The Canadian government is considering new rules governing how social media regulates potentially harmful user content. The proposed law has now been criticized by online academics – across the world – as the worst in the world.
Surprisingly, the proposed law reads as a list of the most widely condemned policy ideas in the world. Among other things, these views were strongly opposed by human rights groups and were dismissed as unconstitutional. There is no doubt that a proposed provincial government law poses a serious threat to human rights in Canada.
The government’s intentions are good. The purpose of this law is to reduce five types of harmful online content: child sexual content, terrorist content, violence-promoting content, hate speech, and illegal sharing of intimate images.
Although this content is already invalid, further reduction of its distribution is a reasonable goal. Governments around the world, and especially in Europe, have introduced legislation to combat these risks. The problem is not the intention of the government. The problem is the government solution.
Serious privacy issues
The rule is simple. First, it will be necessary for online platforms to monitor all user speech and test its potential for harm. Internet service providers will need to take “every precautionary measure,” including the use of automated programs, identifying harmful content and blocking your visibility.

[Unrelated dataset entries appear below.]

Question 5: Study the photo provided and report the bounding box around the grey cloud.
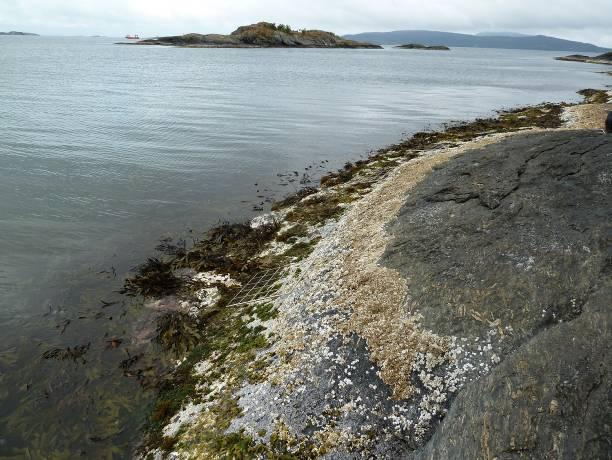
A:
[0,0,610,47]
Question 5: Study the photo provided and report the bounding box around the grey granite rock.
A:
[382,130,611,458]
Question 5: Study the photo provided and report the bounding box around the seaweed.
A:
[155,311,203,357]
[271,187,318,211]
[121,258,181,298]
[174,220,280,276]
[319,160,371,188]
[155,237,187,257]
[42,343,91,362]
[285,191,355,225]
[276,224,309,244]
[577,88,610,104]
[119,351,143,373]
[282,238,321,261]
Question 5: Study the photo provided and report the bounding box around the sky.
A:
[1,0,611,47]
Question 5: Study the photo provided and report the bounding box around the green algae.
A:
[140,297,276,455]
[254,302,278,321]
[276,224,309,244]
[282,238,322,261]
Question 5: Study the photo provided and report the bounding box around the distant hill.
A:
[475,32,531,37]
[132,22,381,49]
[343,30,610,52]
[0,31,39,36]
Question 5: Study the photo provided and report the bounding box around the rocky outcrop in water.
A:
[394,44,450,50]
[0,31,39,36]
[132,22,382,49]
[383,130,611,458]
[556,52,612,65]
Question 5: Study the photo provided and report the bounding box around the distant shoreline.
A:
[0,31,38,36]
[344,29,610,53]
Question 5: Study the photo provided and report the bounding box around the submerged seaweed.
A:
[122,258,182,298]
[156,237,188,257]
[155,311,203,357]
[42,343,91,363]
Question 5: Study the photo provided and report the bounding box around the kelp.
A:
[577,88,610,104]
[155,237,188,257]
[271,186,318,211]
[121,258,181,298]
[155,311,203,357]
[42,343,90,363]
[174,220,281,276]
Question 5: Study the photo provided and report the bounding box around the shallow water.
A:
[0,35,608,456]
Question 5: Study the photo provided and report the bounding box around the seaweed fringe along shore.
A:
[127,88,611,459]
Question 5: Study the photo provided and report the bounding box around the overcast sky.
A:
[1,0,611,47]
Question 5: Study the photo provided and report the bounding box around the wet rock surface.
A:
[382,130,611,458]
[138,122,611,458]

Second, anyone will be able to mark the content as harmful. The communication platform will have 24 hours from the first flagship to check if the content is really harmful. Failure to remove harmful content at this time could result in a substantial penalty: up to 3 percent of the service provider’s global revenue or $ 10 million, whichever is higher. For Facebook, that could be a penalty of $ 2.6 billion per post.
Active user voice monitoring reveals significant privacy issues. Without restrictions on effective surveillance, national governments will be able to significantly increase their oversight capabilities.
The Charter of Rights and Freedoms protects all Canadians from the senseless search. But under the proposed law, reasonable logical suspicions would not require the service provider, representing the government, to conduct searches. All content posted online will be searched. Potentially harmful content may be stored by the service provider and transferred – privately – to the government for prosecution.
Canadians who have nothing to hide may still be scared. Social media platforms process pieces of content on a daily basis. Active monitoring is only possible with the default system. Automated systems, however, are notoriously inaccurate. Even the accuracy of Facebook hand-crafted content is reported to be less than 90 percent.
Social media is not like newspapers; Accurate review of all content is not possible with performance. The result is unsatisfactory: Many innocent Canadians will be referred to criminal prosecution under the proposed law.
But it is getting worse. If an online communications service provider decides that your content is not harmed during a critical 24-hour review period, and the government later decides otherwise, the provider will lose 3 percent of global revenue. Therefore, any sensible platform will look at more content than completely illegal content. Human rights activists call this disturbing practice a “bailout.”
Identifying illegal content is difficult, so the risk of binding restrictions is high. Limitations of hate speech may well illustrate the problem. The proposal expects the platforms to use the Supreme Court of Canada in a hate speech. Identifying hate speech is difficult in the courts, let alone algorithms or low-paid content moderators who have to make decisions in a matter of seconds. While offensive speech is not necessarily hate speech, the platforms may remove anything that is even more offensive. Ironically, the smallest groups that this law seeks to protect are the ones that are most likely to be abused.
We must seek the best
So, what should you do about cyberbullying? One step in the right direction is to realize that not all risks are the same. For example, it is much easier to see child pornography than hate speech. Similarly, timelines for past deletion should be shorter than for recent ones.
And while retaliation for pornography may only qualify for removal from a victim’s application, offensive speech may require submission from the poster and a private agency or court before the removal is required by law. Some authorities make a difference. Canada should too.
Controlling online harm is a serious problem the Canadian government, like everyone else, has to deal with to protect its citizens. Child pornography, terrorist content, resentment, hate speech, and revenge have no place in Canada. There is much that can be done to curb their proliferation online.
But the proposed law creates more problems than it solves. It reads as a collection of the worst policy ideas introduced worldwide in the last decade. No other free democracy was willing to accept these restrictions.
The threats to privacy and freedom of speech are obvious. Canadians should look for the best.